Al extremo contrario, compartiendo la efeméride con Juan Pablo II, se encuentra Bin Laden. Aunque su vida estuvo enmarcada por la religión, no hay conexión entre las actitudes de ambas personalidades. La impronta del segundo dejó una estela de muerte y destrucción entre gente inocente, víctimas de una Guerra Santa declarada contra los impíos que rechazan al Dios de la fe musulmana.
La manifestación de regocijo ante la muerte ajena no es un sentimiento compatible con la voluntad cristiana. Pero hay casos en que la regla pareciera merecer una excepción. Adolfo Hitler, José Stalin, Sadan Hussein y ahora Bin Laden son casos típicos para ilustrar esta incongruencia. Lo trágico y espeluznante, peor aún que el júbilo comprensible que ellas puedan producir, resulta de los lamentos de un grupo que hace causa común con estas figuras terribles, con las que se identifican por resentimientos, malos instintos o torcidas intenciones. Lo vemos en las imágenes donde la ignorancia es aprovechada por los iluminados extremistas para incitar el odio bajo la excusa religiosa. Ni siquiera se percatan los incautos que aquellos que llaman al sacrificio de los mártires, cuidan la vida propia al extremo de esconderse en fortalezas y usar escudos humanos para evitar la muerte.
Son los mismos que exigen pruebas de la muerte del “mártir”, reclaman por la violación de rituales que no respetan a otros y lamentan la ausencia de acciones legales que ellos no reconocen y combaten porque provienen de un mundo al que han satanizado. Occidente y Estados Unidos en particular, son el enemigo a destruir.

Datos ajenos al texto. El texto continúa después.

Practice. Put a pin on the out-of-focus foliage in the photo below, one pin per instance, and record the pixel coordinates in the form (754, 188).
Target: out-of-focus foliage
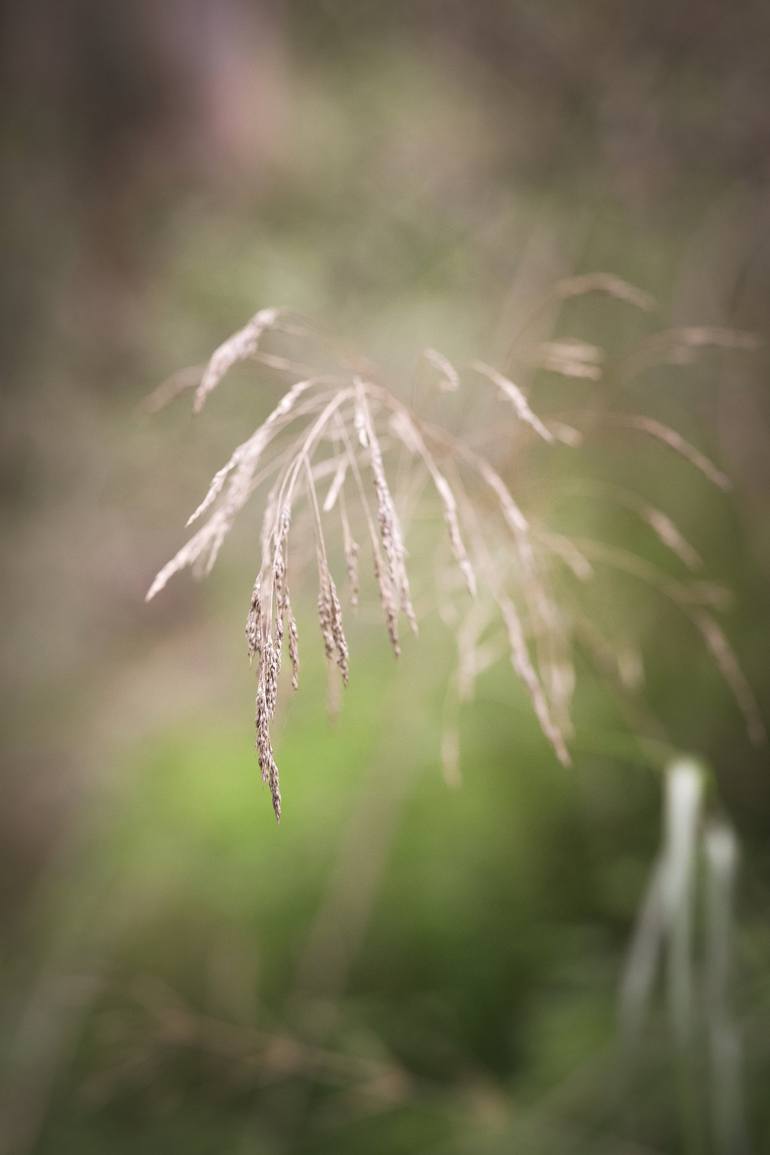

La otra cara de la comunión compartida viene en los mensajes y notas que se producen en diversas partes del planeta a raíz de la noticia. Estos aliados dolientes, afines por razones muy ajenas a materia de credo, coinciden en sus críticas acérrimas de la Iglesia de Cristo, mientras por otro lado defienden hipócritamente extremismos religiosos que inducen al crimen. Todos demuestran la identidad del anti norteamericanismo confeso que les une y anima.
No vale hacer concesiones para convencer a los que han hecho pacto común con la maldad, disfrazada de justicia y fe. Unos vuelcan su bilis tratando de restar méritos a Juan Pablo II. Los otros exigen las evidencias demostrativas de la muerte de Osama, una consideración que debería valorarse solamente en atención a las víctimas de los atentados del 2001. Sólo a ellos correspondería el acceso a una cesión privada, donde se les muestren los testimonios del desenlace final del victimario que destruyó sus vidas.
Hay muertos que han entrado a la eternidad con la aureola santa brillando ya en vida. El lugar en un altar lo habían asegurado en el corazón de la gente sencilla y buena que les recuerda con amor agradecido. Otros en cambio tienen merecido como único sitial el banquillo acusatorio en las páginas negras de la historia, para que se les recuerde por el horror que desataron. Es la inferencia que debe sacarse de estos sucesos tan disímiles que coincidieron el pasado primero de mayo. Ese día quedará para recordar que el milagro de la justicia puede parecer imposible, pero termina cumpliéndose a pesar de las contradicciones y paradojas que generen su solución necesaria.